Despite not being born here, Barack Obama is as close as Kenya has to a favorite son. He is far more popular than the country’s politicians. And as a global symbol, he is seen by many Kenyans as proof that greatness is attainable for them, too.
“He is our son,” said Gilbert Ogutu, who is a professor and elder in the Luo ethnic group to which Obama’s father belonged but is not related to Obama. “His blood is our blood.”
The patrilineal Luos expect Obama to follow tradition and spend more time among his father’s people — his people. The love expressed for him by many in Nyang’oma Kogelo is familial — unalloyed and full of expectation.

 

Monello

Smarter than the average bear
PREMO Member
he is seen by many Kenyans as proof that greatness is attainable for them, 


Well there is the part where the Kenyan in his life abandoned him at a young age. Might want to include the part where the rearing of said person was left to the caucasian grandparents in order to achieve that greatness.
 

RoseRed

American Beauty
PREMO Member
Well there is the part where the Kenyan in his life abandoned him at a young age. Might want to include the part where the rearing of said person was left to the caucasian grandparents in order to achieve that greatness.

And like Colin Kaepernick, they both turned out to be huge douchebags.
 

Monello

Smarter than the average bear
PREMO Member
And like Colin Kaepernick, they both turned out to be huge douchebags.

The part I find incredulous with both of these people is the fact that given how they were raised, the way they desperately try to embrace their blackness, while ignoring their other side. It's as if they are embarrassed by the people that birthed and raised them.

I get being proud of who you are. But I don't understand the part about despising part of who you are. If you embrace 1 side, why not do the same to the rest of your heritage? Instead they gravitate to the side that abandoned them and cringe at how they were raised.
 

RoseRed

American Beauty
PREMO Member
The part I find incredulous with both of these people is the fact that given how they were raised, the way they desperately try to embrace their blackness, while ignoring their other side. It's as if they are embarrassed by the people that birthed and raised them.

I get being proud of who you are. But I don't understand the part about despising part of who you are. If you embrace 1 side, why not do the same to the rest of your heritage? Instead they gravitate to the side that abandoned them and cringe at how they were raised.

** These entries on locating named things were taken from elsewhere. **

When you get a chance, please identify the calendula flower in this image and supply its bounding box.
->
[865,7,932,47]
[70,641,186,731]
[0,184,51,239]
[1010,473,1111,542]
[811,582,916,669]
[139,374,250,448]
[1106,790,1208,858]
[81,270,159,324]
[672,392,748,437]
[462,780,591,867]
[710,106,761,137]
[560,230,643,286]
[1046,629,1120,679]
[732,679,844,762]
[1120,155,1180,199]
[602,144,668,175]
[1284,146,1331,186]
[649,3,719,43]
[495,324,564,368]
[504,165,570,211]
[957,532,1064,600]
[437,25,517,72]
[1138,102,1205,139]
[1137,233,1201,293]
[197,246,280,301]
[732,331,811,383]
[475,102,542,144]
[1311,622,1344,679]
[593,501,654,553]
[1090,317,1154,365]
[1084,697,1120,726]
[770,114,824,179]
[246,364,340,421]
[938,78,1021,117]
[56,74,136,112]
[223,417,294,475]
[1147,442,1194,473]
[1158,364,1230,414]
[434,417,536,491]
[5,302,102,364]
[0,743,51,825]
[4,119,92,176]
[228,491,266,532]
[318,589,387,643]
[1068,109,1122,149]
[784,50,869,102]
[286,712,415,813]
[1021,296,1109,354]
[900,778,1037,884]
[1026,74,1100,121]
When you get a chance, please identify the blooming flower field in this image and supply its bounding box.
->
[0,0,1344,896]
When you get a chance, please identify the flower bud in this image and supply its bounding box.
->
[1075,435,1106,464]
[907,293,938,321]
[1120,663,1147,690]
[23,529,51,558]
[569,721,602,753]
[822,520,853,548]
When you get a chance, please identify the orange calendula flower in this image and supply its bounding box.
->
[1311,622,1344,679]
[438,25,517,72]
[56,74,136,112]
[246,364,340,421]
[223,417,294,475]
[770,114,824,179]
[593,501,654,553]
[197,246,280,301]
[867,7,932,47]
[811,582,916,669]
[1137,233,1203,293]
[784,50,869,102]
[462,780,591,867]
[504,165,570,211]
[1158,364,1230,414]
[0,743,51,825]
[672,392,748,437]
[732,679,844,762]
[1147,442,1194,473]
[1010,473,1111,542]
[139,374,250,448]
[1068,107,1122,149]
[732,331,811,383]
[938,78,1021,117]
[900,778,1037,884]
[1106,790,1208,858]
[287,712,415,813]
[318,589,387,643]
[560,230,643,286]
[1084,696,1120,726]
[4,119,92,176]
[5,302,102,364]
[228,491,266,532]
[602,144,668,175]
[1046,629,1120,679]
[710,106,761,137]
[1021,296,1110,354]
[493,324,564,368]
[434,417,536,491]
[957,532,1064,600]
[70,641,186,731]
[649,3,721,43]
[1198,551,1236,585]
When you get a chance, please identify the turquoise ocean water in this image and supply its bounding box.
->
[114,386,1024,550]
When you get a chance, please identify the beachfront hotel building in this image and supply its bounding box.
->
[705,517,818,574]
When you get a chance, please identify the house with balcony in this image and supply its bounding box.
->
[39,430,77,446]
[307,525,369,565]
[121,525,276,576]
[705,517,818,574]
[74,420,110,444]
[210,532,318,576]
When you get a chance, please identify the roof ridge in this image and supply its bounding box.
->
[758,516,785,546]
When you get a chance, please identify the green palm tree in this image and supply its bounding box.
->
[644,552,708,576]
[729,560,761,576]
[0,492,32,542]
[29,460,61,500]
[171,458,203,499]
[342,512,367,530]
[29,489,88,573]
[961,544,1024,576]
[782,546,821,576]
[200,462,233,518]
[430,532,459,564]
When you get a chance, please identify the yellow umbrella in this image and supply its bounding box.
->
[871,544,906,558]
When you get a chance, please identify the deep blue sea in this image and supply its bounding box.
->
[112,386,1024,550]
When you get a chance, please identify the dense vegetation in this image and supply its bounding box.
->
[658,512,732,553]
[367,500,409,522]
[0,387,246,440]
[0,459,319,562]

I don't understand it either. I work with 3 bi-racial women. One I know embraces her black side. One embraces her white side and the third, I don't really know. I don't think it much matters. They are all very intelligent women in their own rights and I assume embrace what they know.
 

vraiblonde

Board Mommy
PREMO Member
Patron
The part I find incredulous with both of these people is the fact that given how they were raised, the way they desperately try to embrace their blackness, while ignoring their other side.

Easy: no money in it. If Barack Obama were white, he'd have never gotten the traction to become Senator, let alone President. He is our first (and I hope only) affirmative action president.
 

Hijinx

Well-Known Member
I wonder if he can apply for citizenship and then run for President of Kenya?

He wouldn't have to apply
He could probably produce his original Birth certificate from there and prove himself a citizen of Kenya.
He sure wasn't a citizen of the United States.